Воспоминания дорогие сердцу
Цирк люблю с детства. Мои первые впечатления о нем необычайно ярки. В памяти, как в альбоме, хранятся воспоминания о железной дороге зверей Владимира Дурова, смелые для того времени сатирические выступления Анатолия Дурова; запомнились отличные конюшни русских дрессировщиков А. Никитина, П. Манжелли, И. Лерри, красочные цирковые пантомимы.
На фото. «Жирофле-Жирофля» Алиса КООНЕН, народная артистка РСФСР
В те времена (начало XX века) цирковые представления обставлялись с подчеркнутой пышностью, даже помпезностью. Конкурирующие между собой директора и антрепренеры прилагали много усилий, чтобы перещеголять друг друга, поразить публику великолепным убранством лошадей, фальшивыми, но сияющими всеми цветами радуги, драгоценностями, дорогими страусовыми перьями на костюмах артистов, применением всевозможных световых эффектов. Зачастую за всем этим «великолепием» терялась прекрасная работа актеров. Но общее впечатление от таких зрелищ было необычайно ярким, увлекательно-веселым и праздничным. Все это не могло не поражать моего детского воображения. И не удивительно, что каждое посещение цирка вызывало во мне страстное желание быть похожей на отважных гимнастов, грациозных наездниц, изящных канатных плясуний, темпераментных танцовщиц, без которых тогда не обходилось ни одно цирковое представление.
С цирком связано и мое первое выступление перед зрителями. Однажды, под свежим впечатлением недавнего посещения цирка, я решила попробовать ходить по канату. Приехав на летние каникулы в деревню, я силой своей фантазии превратила обыкновенную избу в арену цирка. Изобретательность помогла мне соорудить из двух табуреток и гладильной доски нечто напоминающее мостики, между которыми была протянута толстая веревка. Надеты ярко-красные шаровары, в руки взят раскрытый зонтик, и вот я уже, осторожно балансируя, легко передвигаюсь по канату. Потакавшая всем моим увлечениям искусством мама присела за пианино, стала наигрывать какой-то бравурный марш. (Отличная музыкантша, она не расставалась с инструментом даже летом, каждый год возила его в деревню.) Звуки марша привлекли деревенских ребятишек. Окна избы были облеплены такими восторженными лицами, как будто они смотрели не на меня, а на всемирно известного канатоходца Молодцова, которого я видела в цирке.

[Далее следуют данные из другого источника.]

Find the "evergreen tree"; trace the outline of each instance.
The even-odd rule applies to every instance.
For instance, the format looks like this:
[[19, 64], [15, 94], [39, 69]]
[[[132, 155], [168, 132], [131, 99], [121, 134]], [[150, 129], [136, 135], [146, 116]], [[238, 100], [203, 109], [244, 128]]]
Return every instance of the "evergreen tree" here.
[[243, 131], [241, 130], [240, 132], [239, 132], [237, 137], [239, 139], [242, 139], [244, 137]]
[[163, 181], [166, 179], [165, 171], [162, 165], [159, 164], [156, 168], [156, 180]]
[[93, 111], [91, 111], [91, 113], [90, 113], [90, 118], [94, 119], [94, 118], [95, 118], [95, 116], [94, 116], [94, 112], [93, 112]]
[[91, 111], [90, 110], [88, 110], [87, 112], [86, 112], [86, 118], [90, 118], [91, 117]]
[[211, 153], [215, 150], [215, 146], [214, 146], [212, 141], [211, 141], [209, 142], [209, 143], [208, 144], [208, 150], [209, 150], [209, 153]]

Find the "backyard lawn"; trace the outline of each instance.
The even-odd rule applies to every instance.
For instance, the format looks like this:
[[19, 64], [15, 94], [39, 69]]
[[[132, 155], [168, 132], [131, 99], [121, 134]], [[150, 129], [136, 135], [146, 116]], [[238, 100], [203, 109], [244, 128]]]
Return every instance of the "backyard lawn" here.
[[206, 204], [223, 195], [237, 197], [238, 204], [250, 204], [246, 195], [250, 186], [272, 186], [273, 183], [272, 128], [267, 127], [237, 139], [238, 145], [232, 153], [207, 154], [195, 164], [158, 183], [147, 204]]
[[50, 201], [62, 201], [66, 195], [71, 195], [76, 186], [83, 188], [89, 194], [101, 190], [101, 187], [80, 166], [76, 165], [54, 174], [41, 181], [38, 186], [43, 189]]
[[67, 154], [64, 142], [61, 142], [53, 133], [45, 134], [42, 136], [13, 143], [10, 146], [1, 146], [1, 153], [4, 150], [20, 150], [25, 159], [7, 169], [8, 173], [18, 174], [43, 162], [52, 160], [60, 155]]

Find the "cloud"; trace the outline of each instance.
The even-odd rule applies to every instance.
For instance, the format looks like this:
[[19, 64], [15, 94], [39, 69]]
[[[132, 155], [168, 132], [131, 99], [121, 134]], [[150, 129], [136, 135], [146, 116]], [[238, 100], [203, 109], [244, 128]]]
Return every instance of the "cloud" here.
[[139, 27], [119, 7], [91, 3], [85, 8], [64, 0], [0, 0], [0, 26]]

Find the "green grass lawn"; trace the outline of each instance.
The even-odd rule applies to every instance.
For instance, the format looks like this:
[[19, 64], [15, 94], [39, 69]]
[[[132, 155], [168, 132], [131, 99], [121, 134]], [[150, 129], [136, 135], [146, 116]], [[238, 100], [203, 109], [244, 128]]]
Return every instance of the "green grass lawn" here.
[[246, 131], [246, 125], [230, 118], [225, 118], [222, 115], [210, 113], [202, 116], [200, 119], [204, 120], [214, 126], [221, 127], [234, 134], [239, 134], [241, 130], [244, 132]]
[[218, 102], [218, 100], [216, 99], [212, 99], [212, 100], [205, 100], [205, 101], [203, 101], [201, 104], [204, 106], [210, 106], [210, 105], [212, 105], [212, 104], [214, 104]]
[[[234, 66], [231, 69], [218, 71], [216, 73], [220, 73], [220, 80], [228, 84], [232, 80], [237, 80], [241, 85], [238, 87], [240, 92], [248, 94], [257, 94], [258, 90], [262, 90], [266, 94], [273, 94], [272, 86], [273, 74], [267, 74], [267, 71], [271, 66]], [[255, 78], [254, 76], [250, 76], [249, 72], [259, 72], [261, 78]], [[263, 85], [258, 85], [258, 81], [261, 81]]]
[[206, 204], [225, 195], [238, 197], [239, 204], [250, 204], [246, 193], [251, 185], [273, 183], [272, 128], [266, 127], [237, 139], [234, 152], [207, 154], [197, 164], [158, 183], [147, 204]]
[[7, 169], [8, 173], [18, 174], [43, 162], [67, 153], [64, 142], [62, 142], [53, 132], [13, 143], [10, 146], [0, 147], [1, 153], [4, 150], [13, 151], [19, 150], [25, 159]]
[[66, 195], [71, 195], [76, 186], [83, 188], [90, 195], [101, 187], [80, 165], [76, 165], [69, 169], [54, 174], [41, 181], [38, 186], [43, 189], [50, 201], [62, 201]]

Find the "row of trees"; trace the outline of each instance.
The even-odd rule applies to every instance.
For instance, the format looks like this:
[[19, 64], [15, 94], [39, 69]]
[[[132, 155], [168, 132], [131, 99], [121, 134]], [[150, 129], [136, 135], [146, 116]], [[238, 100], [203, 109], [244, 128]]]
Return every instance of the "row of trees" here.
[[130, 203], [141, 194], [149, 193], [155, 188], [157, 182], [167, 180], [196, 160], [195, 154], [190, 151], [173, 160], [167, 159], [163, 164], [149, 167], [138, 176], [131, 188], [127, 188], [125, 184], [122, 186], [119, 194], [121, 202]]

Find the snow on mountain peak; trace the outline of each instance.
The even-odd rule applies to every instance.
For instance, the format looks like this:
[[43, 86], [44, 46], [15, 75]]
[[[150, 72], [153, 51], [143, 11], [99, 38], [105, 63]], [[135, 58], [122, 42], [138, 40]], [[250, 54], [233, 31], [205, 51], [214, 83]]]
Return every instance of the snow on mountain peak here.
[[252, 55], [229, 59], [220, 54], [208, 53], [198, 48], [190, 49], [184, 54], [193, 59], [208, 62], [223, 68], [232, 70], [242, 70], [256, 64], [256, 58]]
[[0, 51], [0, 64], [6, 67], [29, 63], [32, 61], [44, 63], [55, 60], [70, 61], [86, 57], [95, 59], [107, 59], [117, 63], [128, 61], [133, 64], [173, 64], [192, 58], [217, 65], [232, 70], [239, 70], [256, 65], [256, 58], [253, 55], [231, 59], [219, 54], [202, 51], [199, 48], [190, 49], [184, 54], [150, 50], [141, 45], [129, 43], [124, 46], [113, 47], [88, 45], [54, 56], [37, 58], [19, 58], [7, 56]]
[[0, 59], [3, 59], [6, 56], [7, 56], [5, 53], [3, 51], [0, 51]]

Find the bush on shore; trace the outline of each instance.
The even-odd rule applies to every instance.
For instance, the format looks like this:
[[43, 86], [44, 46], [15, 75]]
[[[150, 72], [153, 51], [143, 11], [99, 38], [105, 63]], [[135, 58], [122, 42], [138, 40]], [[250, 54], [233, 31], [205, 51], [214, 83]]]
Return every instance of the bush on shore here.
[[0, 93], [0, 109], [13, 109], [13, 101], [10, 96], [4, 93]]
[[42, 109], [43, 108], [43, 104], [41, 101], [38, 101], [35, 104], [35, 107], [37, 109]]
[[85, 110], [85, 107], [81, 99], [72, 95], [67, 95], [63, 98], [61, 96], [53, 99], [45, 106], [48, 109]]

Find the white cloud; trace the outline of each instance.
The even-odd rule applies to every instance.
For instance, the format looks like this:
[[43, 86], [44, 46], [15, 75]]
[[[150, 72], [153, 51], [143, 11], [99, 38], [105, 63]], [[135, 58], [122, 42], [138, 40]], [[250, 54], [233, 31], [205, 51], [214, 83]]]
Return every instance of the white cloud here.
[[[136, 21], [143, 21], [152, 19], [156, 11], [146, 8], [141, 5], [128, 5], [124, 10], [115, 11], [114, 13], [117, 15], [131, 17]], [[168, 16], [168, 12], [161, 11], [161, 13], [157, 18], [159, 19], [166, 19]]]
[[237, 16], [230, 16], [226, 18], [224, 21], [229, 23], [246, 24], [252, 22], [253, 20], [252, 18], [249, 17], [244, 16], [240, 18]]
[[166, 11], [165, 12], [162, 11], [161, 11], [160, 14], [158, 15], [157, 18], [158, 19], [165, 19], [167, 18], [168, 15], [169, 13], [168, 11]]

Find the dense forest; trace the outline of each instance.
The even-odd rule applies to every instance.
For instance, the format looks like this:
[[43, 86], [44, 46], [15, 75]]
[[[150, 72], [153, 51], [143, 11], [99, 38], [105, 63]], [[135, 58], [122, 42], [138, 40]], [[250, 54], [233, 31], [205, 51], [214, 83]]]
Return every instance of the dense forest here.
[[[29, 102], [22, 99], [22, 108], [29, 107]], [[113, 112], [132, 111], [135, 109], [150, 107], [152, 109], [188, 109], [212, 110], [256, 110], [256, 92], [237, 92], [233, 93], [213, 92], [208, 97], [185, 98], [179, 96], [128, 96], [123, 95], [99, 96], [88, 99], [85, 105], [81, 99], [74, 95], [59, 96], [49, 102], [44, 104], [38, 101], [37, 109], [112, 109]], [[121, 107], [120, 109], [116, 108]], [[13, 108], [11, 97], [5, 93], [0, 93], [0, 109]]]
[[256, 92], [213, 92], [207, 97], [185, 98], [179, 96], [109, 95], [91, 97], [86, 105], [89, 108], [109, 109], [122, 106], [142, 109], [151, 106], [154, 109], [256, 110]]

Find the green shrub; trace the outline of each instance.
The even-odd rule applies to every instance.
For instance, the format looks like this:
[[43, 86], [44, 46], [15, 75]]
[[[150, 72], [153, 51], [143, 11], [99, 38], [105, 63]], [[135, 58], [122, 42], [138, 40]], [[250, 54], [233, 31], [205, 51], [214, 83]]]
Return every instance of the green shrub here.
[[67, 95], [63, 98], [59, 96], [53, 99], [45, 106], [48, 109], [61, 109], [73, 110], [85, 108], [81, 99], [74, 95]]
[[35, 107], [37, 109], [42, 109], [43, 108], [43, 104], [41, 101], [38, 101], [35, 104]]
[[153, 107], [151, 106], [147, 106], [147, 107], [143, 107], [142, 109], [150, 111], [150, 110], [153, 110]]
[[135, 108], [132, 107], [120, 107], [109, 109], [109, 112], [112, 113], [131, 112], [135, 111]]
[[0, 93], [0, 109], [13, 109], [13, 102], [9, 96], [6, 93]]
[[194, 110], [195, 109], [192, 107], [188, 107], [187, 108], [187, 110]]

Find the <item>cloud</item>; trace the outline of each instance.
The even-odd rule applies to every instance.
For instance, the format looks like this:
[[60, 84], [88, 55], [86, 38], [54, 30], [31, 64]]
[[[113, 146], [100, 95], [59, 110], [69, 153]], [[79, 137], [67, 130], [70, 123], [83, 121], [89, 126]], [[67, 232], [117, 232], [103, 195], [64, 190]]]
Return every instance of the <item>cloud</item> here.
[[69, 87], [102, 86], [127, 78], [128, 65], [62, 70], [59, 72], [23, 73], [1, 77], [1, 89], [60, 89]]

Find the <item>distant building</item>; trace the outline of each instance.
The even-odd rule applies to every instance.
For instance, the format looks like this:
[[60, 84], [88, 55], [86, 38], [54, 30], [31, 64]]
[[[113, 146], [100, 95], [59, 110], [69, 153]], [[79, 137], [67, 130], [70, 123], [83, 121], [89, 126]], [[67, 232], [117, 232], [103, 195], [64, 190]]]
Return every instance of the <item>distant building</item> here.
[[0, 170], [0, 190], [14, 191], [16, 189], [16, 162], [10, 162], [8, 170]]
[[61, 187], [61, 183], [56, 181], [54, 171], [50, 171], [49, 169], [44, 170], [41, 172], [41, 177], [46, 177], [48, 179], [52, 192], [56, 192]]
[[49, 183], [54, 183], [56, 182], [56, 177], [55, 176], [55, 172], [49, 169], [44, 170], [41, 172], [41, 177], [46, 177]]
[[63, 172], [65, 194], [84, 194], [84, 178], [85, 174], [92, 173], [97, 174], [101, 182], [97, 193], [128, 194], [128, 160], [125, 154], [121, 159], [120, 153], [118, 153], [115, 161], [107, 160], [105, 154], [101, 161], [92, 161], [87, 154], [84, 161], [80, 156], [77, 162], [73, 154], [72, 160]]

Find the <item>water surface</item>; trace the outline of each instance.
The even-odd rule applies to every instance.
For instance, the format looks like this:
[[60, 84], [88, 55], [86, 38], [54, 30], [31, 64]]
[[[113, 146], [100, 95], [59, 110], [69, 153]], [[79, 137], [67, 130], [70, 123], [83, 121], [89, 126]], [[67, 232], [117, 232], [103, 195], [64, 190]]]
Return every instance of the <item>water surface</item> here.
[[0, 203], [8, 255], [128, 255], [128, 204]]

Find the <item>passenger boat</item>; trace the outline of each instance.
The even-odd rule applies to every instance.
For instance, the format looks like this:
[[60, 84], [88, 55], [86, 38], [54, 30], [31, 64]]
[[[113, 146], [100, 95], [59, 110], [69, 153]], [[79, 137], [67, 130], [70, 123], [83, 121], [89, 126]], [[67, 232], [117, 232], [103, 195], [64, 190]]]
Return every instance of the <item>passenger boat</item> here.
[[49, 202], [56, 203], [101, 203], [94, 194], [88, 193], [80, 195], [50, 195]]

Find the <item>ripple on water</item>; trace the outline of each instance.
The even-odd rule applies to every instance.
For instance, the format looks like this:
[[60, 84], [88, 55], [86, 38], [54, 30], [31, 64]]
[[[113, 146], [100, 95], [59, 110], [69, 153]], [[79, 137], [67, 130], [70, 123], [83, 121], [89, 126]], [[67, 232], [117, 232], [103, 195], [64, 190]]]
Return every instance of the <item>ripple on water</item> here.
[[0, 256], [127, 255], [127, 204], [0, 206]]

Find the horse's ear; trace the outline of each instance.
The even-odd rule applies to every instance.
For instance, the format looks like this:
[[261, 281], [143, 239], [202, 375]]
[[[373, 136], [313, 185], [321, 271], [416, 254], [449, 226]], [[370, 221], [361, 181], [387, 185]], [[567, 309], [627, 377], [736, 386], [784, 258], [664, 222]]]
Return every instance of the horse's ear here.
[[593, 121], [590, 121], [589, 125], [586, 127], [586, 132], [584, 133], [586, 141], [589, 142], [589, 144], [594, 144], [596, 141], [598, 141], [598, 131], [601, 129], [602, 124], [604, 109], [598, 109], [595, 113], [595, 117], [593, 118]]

Дальнейшие упражнения в хождении по канату, занятия гимнастикой, танцами развили мою пластичность, гибкость, и при первом же подвернувшемся случае я не преминула блеснуть ею. Осенью того же года я, пятнадцатилетняя девочка, держала приемные экзамены в школу-студию МХАТ. В фойе театра на помосте сидело целое судилище — члены экзаменационной комиссии, среди них и М. Горький, показавшийся мне тогда огромным и угрюмым. Легкий прыжок, с которым я впорхнула на возвышение, оттолкнувшись сразу с места обеими ногами, чтобы прочесть стихотворение, мог быть оценен по достоинству только артистами цирка. Но Вл. И. Немировичу-Данченко он показался, наверное, детской выходкой, он тут же нравоучительна сказал мне: «Сидите пока дома, читайте книжки». Но в студию меня все же приняли вне конкурса, несмотря на то, что все вакантные места были заняты. Начались незабываемые годы учения в школе МХАТ, а затем и работы в театре под руководством К. С. Станиславского. Сам он, как известно, очень любил цирк, не случайна же его полушутливая фраза — «самое лучшее место в мире — это цирк!». Не удивительно, что несколько позже, в одном из капустников в МХАТ, целое отделение было посвящено пародийным цирковым номерам.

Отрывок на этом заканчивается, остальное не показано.